Final Destination 5

Although The Final Destination was intended to have been the final Final Destination, the franchise came back for a second final time in 2011, and the sixth instalment is coming out next month.

“We’re losing integrity!”

In truth the hyper-formulaic series can run as long as the filmmakers can think of new ways for people to die by accident – and the more outlandish the build-up, the better the pay-off. But they seemed to forget that simple rule after Final Destination 3 (the rollercoaster one), all but abandoning the kitschy Rube Goldberg sequences in favour of monotonous relationship dramas and casual racism.

Directed by Steven Quale (2nd unit director on Titanic and Avatar), Final Destination 5 makes the least sense of the lot. Bizarrely inspired by The Office, the 3D film follows the employees at a paper company (including a chef and a construction worker) on a work retreat. As their bus drives across a bridge, Sam (Nicholas D’Agosto) envisions the bridge collapsing in a Godzilla-style disaster spectacle that demonstrates Quale’s experience in 3D action set pieces.

But the movie immediately grinds to a halt, and nothing happens apart from Sam and his girlfriend (Emma Bell) arguing over whether or not he should move to Paris for work. By the halfway mark, there has been only one death (an admittedly hilarious gymnastics one), and Tony Todd looks bored to have to introduce a twist whereby the characters can supposedly cheat death by murdering someone.

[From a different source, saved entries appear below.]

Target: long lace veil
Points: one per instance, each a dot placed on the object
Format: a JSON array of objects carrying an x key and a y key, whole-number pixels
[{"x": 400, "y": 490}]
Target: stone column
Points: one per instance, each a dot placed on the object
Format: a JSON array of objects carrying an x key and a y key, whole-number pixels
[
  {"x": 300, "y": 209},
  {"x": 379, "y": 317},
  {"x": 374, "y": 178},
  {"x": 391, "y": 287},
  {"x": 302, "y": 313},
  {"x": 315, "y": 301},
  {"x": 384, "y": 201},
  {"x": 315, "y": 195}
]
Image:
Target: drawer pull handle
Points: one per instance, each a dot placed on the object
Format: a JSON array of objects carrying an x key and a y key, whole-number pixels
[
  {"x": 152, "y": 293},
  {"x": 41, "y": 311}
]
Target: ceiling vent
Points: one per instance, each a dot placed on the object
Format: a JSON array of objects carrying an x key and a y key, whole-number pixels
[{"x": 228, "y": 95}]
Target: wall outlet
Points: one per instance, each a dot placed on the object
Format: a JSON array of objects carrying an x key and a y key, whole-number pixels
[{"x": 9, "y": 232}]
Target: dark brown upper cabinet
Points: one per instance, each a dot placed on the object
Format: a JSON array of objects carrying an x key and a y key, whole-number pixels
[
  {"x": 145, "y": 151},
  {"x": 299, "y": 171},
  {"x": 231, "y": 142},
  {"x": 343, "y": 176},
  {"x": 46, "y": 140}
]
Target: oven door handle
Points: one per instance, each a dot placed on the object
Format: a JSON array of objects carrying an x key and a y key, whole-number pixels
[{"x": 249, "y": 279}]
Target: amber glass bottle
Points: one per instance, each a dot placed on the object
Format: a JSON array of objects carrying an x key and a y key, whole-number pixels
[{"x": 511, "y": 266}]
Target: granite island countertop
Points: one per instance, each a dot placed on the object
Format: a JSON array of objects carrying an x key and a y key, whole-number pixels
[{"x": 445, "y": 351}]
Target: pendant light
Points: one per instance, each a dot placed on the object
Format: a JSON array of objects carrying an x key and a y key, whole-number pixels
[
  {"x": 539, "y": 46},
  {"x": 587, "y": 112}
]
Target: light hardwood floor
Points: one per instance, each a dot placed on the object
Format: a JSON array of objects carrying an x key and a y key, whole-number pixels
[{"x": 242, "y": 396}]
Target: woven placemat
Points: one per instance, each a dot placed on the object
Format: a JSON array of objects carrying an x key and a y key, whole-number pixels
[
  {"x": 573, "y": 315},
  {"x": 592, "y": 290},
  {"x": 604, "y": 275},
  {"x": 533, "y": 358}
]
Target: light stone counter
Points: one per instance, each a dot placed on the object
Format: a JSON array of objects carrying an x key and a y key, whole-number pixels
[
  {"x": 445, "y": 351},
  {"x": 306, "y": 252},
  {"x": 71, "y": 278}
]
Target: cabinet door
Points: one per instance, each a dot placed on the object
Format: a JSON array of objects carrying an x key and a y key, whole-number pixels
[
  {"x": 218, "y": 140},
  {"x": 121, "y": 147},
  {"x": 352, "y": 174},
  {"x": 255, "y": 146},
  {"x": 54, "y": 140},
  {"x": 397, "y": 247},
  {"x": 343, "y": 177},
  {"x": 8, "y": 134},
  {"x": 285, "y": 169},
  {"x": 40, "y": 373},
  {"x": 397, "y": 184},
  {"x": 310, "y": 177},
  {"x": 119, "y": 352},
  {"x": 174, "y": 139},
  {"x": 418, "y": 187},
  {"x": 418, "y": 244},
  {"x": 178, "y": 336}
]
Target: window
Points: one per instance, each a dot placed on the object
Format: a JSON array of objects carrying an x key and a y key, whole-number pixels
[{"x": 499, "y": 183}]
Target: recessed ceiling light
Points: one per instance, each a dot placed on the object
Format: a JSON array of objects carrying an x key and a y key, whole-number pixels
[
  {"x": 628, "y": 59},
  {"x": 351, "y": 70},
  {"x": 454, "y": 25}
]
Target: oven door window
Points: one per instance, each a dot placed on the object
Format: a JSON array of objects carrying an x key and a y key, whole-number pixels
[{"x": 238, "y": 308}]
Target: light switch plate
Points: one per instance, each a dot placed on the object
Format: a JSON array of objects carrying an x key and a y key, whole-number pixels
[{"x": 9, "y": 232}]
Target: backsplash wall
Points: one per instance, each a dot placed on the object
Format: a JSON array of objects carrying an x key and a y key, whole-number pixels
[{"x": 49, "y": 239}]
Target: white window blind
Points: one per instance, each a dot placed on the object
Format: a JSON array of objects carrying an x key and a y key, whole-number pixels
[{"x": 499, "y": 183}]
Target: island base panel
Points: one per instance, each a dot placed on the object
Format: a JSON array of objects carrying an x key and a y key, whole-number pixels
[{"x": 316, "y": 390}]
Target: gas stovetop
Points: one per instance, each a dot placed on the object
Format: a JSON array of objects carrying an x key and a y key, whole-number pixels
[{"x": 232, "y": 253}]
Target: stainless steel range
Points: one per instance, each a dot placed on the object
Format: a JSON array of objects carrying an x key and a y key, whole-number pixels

The deaths eventually start in earnest, including a racist Chinese massage scene, and a laser eye surgery procedure involving a Goldfinger-strength laser. These kills are largely as forgettable as the characters, and their reliance on precariously perched cups of water and faulty wiring removes the playful sense of misdirection that once made these sequences fun.

The Final Destination movies work best when leaning into their camp cartoon carnage and critic-proof self-parody. But as this weirdly sombre chapter plods towards its self-referential twist ending, the joke is firmly on the audience.